Art. 12. Poderá o juiz conceder mandado liminar,
com ou sem justificação prévia, em decisão sujeita
a agravo.
§ 1º A requerimento de pessoa jurídica de direito público
interessada, e para evitar grave lesão à ordem, à saúde,
à segurança e à economia pública, poderá
o Presidente do Tribunal a que competir o conhecimento do respectivo recurso
suspender a execução da liminar, em decisão fundamentada,
da qual caberá agravo para uma das turmas julgadoras, no prazo de
5 (cinco) dias a partir da publicação do ato.
§ 2º A multa cominada liminarmente só será exigível
do réu após o trânsito em julgado da decisão
favorável ao autor, mas será devida desde o dia em que se
houver configurado o descumprimento.
Art. 13. Havendo condenação em dinheiro,
a indenização pelo dano causado reverterá a um fundo
gerido por um Conselho Federal ou por Conselhos Estaduais de que participarão
necessariamente o Ministério Público e representantes da comunidade,
sendo seus recursos destinados à reconstituição dos
bens lesados.
Parágrafo único. Enquanto o fundo não for regulamentado,
o dinheiro ficará depositado em estabelecimento oficial de crédito,
em conta com correção monetária.
Art. 14. O juiz poderá conferir efeito suspensivo aos recursos, para evitar dano irreparável à parte.
Art. 15. Decorridos 60 (sessenta) dias do trânsito em julgado da sentença condenatória, sem que a associação autora lhe promova a execução, deverá fazê-lo o Ministério Público.
Art. 16. A sentença civil fará coisa julgada erga omnes, exceto se a ação for julgada improcedente por deficiência de provas, hipótese em que qualquer legitimado poderá intentar outra ação com idêntico fundamento, valendo-se de nova prova.

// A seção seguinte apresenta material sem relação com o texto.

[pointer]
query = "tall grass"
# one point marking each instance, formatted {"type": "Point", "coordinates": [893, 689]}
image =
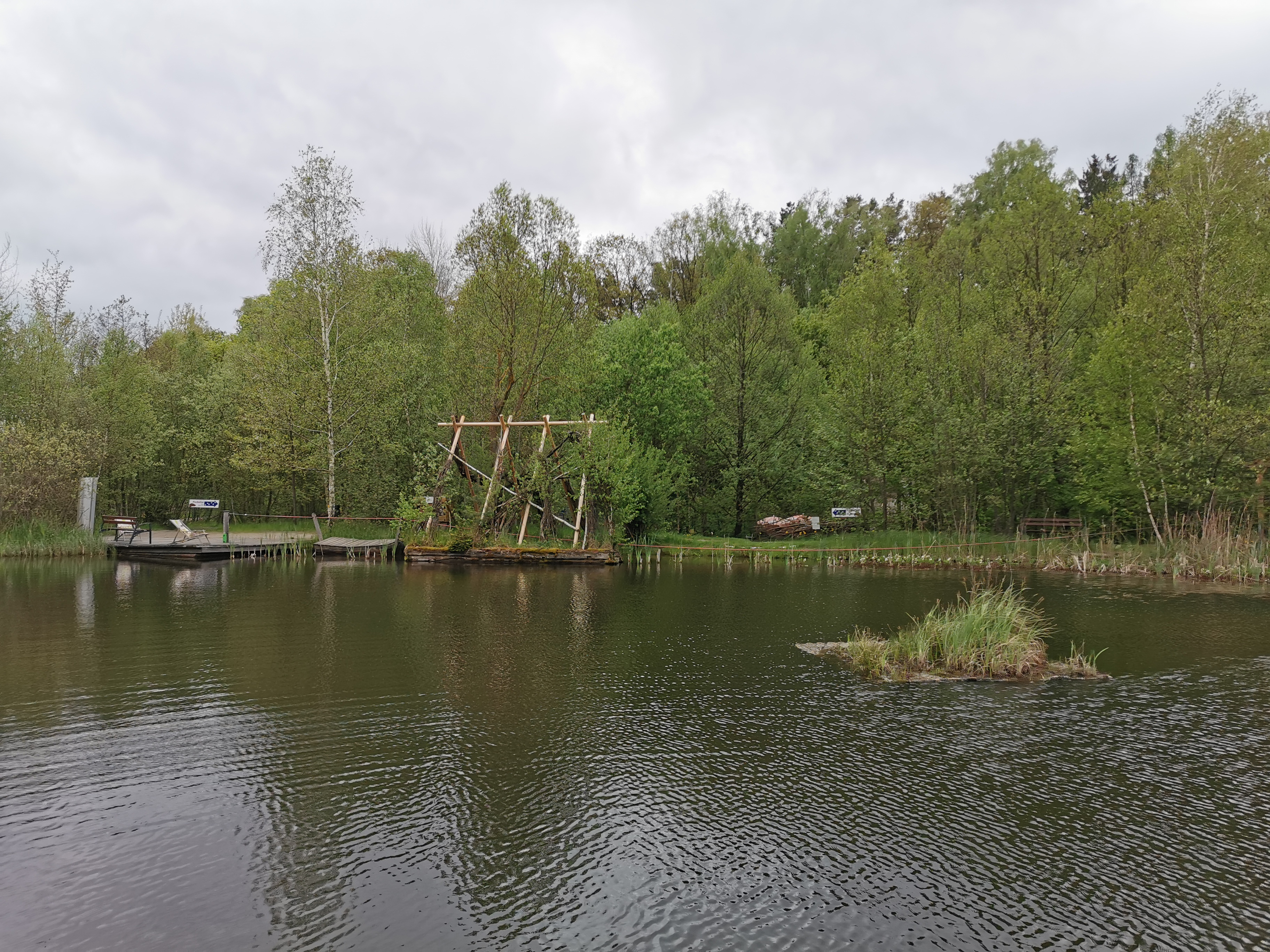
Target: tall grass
{"type": "Point", "coordinates": [41, 539]}
{"type": "Point", "coordinates": [1213, 546]}
{"type": "Point", "coordinates": [991, 633]}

Art. 17. O juiz condenará a associação
autora a pagar ao réu os honorários advocatícios arbitrados
na conformidade do § 4º do art. 20 da Lei nº 5.869, de 11
de janeiro de 1973 - Código de Processo Civil, quando reconhecer
que a pretensão é manifestamente infundada.
Parágrafo único. Em caso de litigância de má-fé,
a associação autora e os diretores responsáveis pela
propositura da ação serão solidariamente condenados
ao décuplo das custas, sem prejuízo da responsabilidade por
perdas e danos.
Art. 18. Nas ações de que trata esta Lei não haverá adiantamento de custas, emolumentos, honorários periciais e quaisquer outras despesas.

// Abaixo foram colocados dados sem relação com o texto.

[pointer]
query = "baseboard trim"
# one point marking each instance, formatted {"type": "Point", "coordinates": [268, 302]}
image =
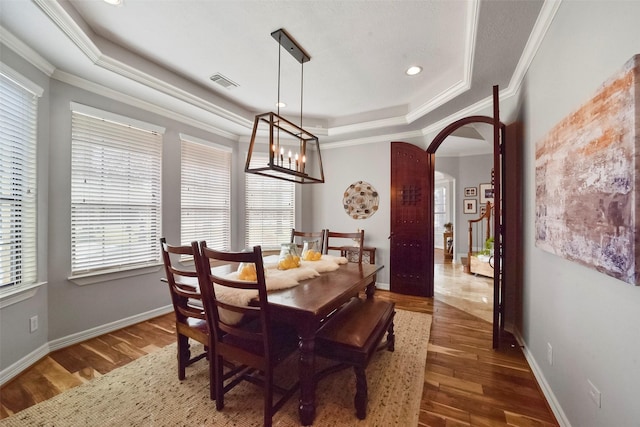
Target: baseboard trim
{"type": "Point", "coordinates": [542, 381]}
{"type": "Point", "coordinates": [18, 367]}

Art. 19. Aplica-se à ação civil pública, prevista nesta Lei, o Código de Processo Civil, aprovado pela Lei nº 5.869, de 11 de janeiro de 1973, naquilo em que não contrarie suas disposições.
Art. 20. O fundo de que trata o art. 13 desta Lei será regulamentado pelo Poder Executivo no prazo de 90 (noventa) dias.
Art. 21. Esta lei entra em vigor na data de sua publicação.
Art. 22. Revogam-se as disposições em contrário.
Brasília, em 24 de julho de 1985; 164º da Independência e 97º da República.